As someone once said, there are always two sides to every story. Understanding is a three edged sword. Your side, their side and the truth in the middle.
Many an adventure involves swords, few of them however are three edged.
Let me tell you a story about a misadventure you no doubt heard being told many a time from a little excitable boy, as told at high pitch, to his equally excitable brother.
You guessed it, it’s the story a little first year named Dennis Creevey told his brother Colin when he arrived dripping wet in the Great Hall for his sorting about falling into the lake and being rescued by the Giant squid.
Hogwash, the Giant squid isn’t in the business of rescuing first years, never was and never will be.
The stories I could tell you about the resident Giant Squid would make the hairs on the back of your neck stand up straight.
Do I need to remind you of that business of luring students into the lake through Early Morning Music?
Anyway, that is a whole other story.
Let me take you back to the night when a very small boy, well below the average size of an 11 year old, arrived on the Hogwarts Express to start his first year in Hogwarts School of Witchcraft and Wizardry.

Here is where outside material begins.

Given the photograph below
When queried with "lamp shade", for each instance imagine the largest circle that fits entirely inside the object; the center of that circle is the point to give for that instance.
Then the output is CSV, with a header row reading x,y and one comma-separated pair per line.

As is tradition, all first years were put into boats for the last stretch of the journey to the castle.
Dennis Creevey, was put into me.
Oh, did I forget to mention that?
I am one of the boats that are used each year to ferry first years to Hogwarts.
The stories I could tell you, but I am digressing again.
Dennis talked non-stop, ninety to the minute, as they say, and at an annoyingly high pitch.
Even I found it a bit tiresome to listen to the little mite go on and on about how his brother Colin was in Gryffindor and was best friends with Harry Potter and how he hoped to be sorted into Gryffindor and how he could not wait to meet the famous Harry Potter and so on and so on.
One of the other kids, who I guess was probably sorted into Slytherin later, clearly got fed up with Dennis and halfway through the journey accidentally on purpose pushed the lad into the lake.
The plunge into the cold water shut him up for a bit and let me tell you, that was some nice respite.
But it didn’t last long and he soon started to scream bloody murder.
The scene he was causing!
Anyway, I used my underwater communications to alert Myrtle, who is never too far away on the day the first years arrive, and she spread herself out under the boy as a safety-net, so that he could not possibly drown.
Myrtle nicknamed me Nautilus a long time ago. Even though I am no more a submarine than she is a mermaid, but she likes to play pretend and used to be an avid reader before her mishap in the girls’ bathroom, but no doubt you have heard that story before.
Dennis kept his eyes closed during the whole debacle, though most of us would probably have preferred him to close his mouth instead.
Even Myrtle admitted afterwards that she was in two minds to let the kid drown, just to shut him up, but the thought of potentially having to share her cubicle with him was enough to double her efforts to keep him afloat.
Myrtle is a good soul. Don’t let anyone tell you different.
Under water her spirit-form takes on a slightly more corporeal substance that allows her to provide buoyancy to solid objects.
She once helped me keep afloat when I sprung a leak, when one of the first years accidentally let off one of the fireworks from Weasleys' Wizard Wheezes while he was travelling in my boat.
But that is yet another story and the kid was lucky no one had thought to fit me with ejector seats. I have since suggested this to Myrtle, who promised to put in a good word for me.
So beware, in case it is your turn to start in Hogwarts soon, I may have received that long overdue upgrade.
To get back to the original story, Dennis was eventually helped back on board by his classmates and spent the rest of the journey wrapped in Hagrid’s moleskin coat jabbering on and on about what a great story this was to tell his brother Colin and the famous Harry Potter and asking the other kids if they had seen how the Great Squid rescued him.
Thankfully the journey across the lake does not take very long, as otherwise Dennis most likely would have landed back in the lake for a second time.
That kid just didn’t know when to shut up.
My guess is that the other three kids that shared the boat with him that day all fervently begged the sorting hat NOT to put them in Gryffindor, just to avoid this kid.
I know he was only a kid, but blimey you would need the patience of a saint to put up with that one.
I wonder how McGonagall dealt with two of them in her house, as I believe Colin was equally exhausting.
Nice kids, I am sure, and I heard what happened to the brother first being petrified and then later killed in the Battle of Hogwarts, which now makes me sorry for saying all those things about Dennis. It is tough losing a brother like that.
Myrtle tells me Colin came back for a while as a ghost to help his brother come to terms with his death.
As I said, they were nice kids, even if a tat overexcited at times.
So there you have it, the True story of the Rescue of Dennis Creevey.